La BCE abaisse ses prévisions d'inflation et de croissance

La BCE abaisse ses prévisions d'inflation et de croissance

Photo: Keystone

La Banque centrale européenne (BCE) abaisse ses prévisions d'inflation et de croissance en zone euro pour 2015, 2016 et 2017. Dans ce contexte, l'institution de Francfort se dit prête à prolonger son programme de rachat de dette 'si nécessaire'.

La BCE table désormais sur une hausse des prix de 0,1% en 2015, 1,1% en 2016 et 1,7% en 2017, contre +0,3%, +1,5% et +1,8% jusqu'à présent. La croissance devrait, elle, s'inscrire à 1,4% cette année, contre 1,5% attendu précédemment. Pour 2016, elle devrait être de 1,7%, contre 1,9% et de 1,8% en 2017, contre 2%.

'De nouveaux risques baissiers pèsent sur ces prévisions', a prévenu Mario Draghi, jeudi, en conférence de presse. Le président de la BCE faisait allusion aux récentes turbulences sur les marchés chinois, signes de ralentissement de la deuxième économie, qui font craindre des répercussions sur la conjoncture mondiale.

Mario Draghi a en outre évoqué la faiblesse des prix du pétrole et la baisse de la demande mondiale. Les banquiers centraux ignorent encore si ces facteurs sont transitoires ou partis pour durer, a relevé l'Italien.

Inflation négative 'transitoire'

'Nous pourrions voir des chiffres d'inflation négatifs dans les mois à venir', a prévenu Mario Draghi. Mais ce seront essentiellement 'des effets transitoires', a-t-il ajouté, écartant la notion de déflation.

L'objectif de la BCE est une inflation d'un peu moins de 2%, pour lequel elle a lancé un programme dit d'assouplissement quantitatif (QE). Depuis mars, la BCE rachète chaque mois 60 milliards d'euros (65 milliards de francs) d'actifs, essentiellement des obligations souveraines. Ce programme est censé expirer en septembre 2016.

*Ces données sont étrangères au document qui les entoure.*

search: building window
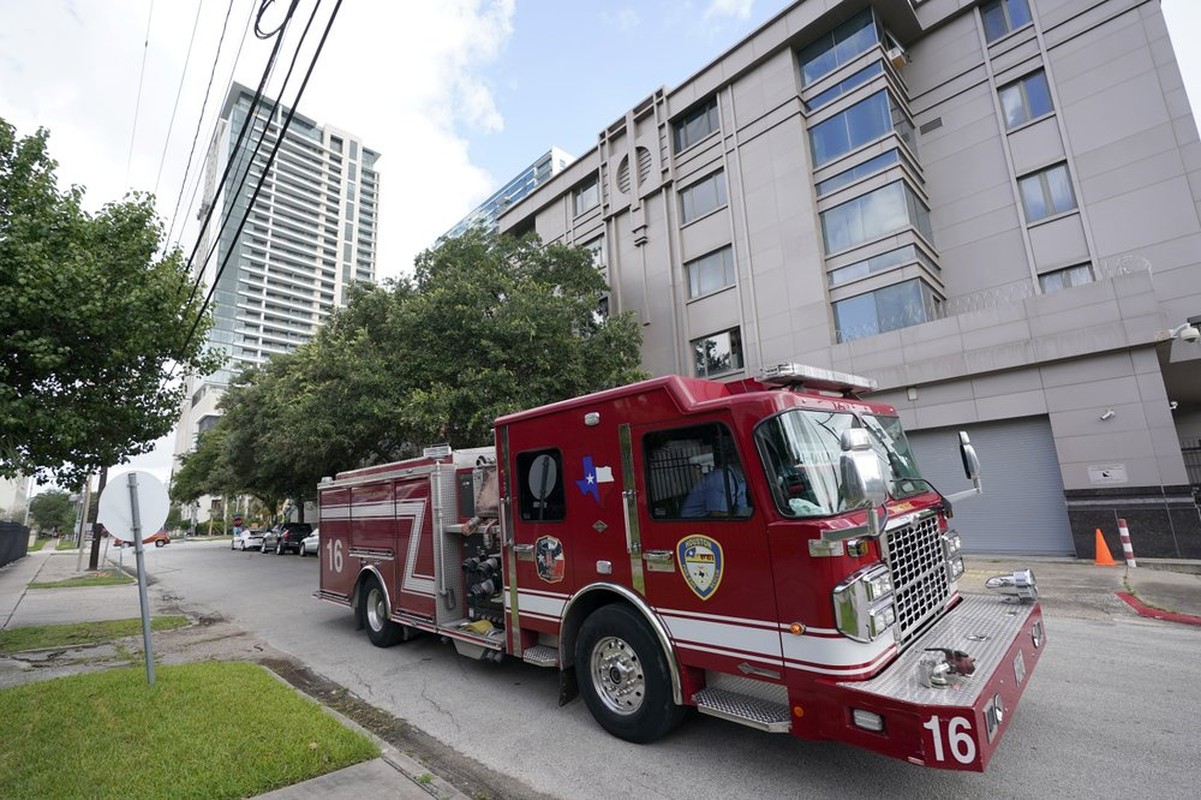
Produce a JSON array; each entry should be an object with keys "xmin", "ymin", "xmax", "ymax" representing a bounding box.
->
[
  {"xmin": 998, "ymin": 70, "xmax": 1054, "ymax": 129},
  {"xmin": 1017, "ymin": 163, "xmax": 1076, "ymax": 222},
  {"xmin": 680, "ymin": 172, "xmax": 728, "ymax": 223},
  {"xmin": 572, "ymin": 175, "xmax": 601, "ymax": 216},
  {"xmin": 683, "ymin": 247, "xmax": 734, "ymax": 298},
  {"xmin": 809, "ymin": 91, "xmax": 913, "ymax": 167},
  {"xmin": 821, "ymin": 180, "xmax": 933, "ymax": 253},
  {"xmin": 817, "ymin": 149, "xmax": 901, "ymax": 197},
  {"xmin": 1039, "ymin": 264, "xmax": 1094, "ymax": 294},
  {"xmin": 833, "ymin": 279, "xmax": 936, "ymax": 341},
  {"xmin": 799, "ymin": 8, "xmax": 880, "ymax": 86},
  {"xmin": 691, "ymin": 328, "xmax": 742, "ymax": 377},
  {"xmin": 805, "ymin": 61, "xmax": 884, "ymax": 113},
  {"xmin": 830, "ymin": 245, "xmax": 942, "ymax": 286},
  {"xmin": 582, "ymin": 234, "xmax": 609, "ymax": 269},
  {"xmin": 515, "ymin": 449, "xmax": 567, "ymax": 523},
  {"xmin": 673, "ymin": 96, "xmax": 718, "ymax": 153},
  {"xmin": 980, "ymin": 0, "xmax": 1032, "ymax": 42}
]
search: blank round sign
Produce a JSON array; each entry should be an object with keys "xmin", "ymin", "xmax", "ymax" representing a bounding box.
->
[{"xmin": 96, "ymin": 470, "xmax": 171, "ymax": 542}]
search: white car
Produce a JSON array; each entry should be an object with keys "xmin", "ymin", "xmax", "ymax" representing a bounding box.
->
[
  {"xmin": 300, "ymin": 527, "xmax": 321, "ymax": 555},
  {"xmin": 229, "ymin": 527, "xmax": 263, "ymax": 550}
]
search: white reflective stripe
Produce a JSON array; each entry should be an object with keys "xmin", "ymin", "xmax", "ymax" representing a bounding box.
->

Dans ce contexte, le président de la BCE s'est dit prêt à étendre ses rachats de dette au-delà de septembre 2016 'si nécessaire'. Ces achats ont 'un impact bénéfique sur le coût et la disponibilité du crédit pour les entreprises et les ménages'.

Trop tôt pour de nouvelles mesures

Il a en revanche estimé qu'il était encore trop tôt pour discuter des modalités d'un éventuel renforcement de ce programme. 'Nous n'en sommes pas encore là' et cela 'n'a pas été discuté' par le conseil des gouverneurs.

Mario Draghi a cependant assuré qu'il n'y avait 'pas spécialement de limites' aux possibilités de l'institution d'intervenir davantage.

La BCE a en outre maintenu, comme attendu son principal taux directeur inchangé à 0,05%. Elle n'a pas non plus touché à son taux de prêt marginal à 0,30%, ni à celui de dépôt, maintenu à -0,20%.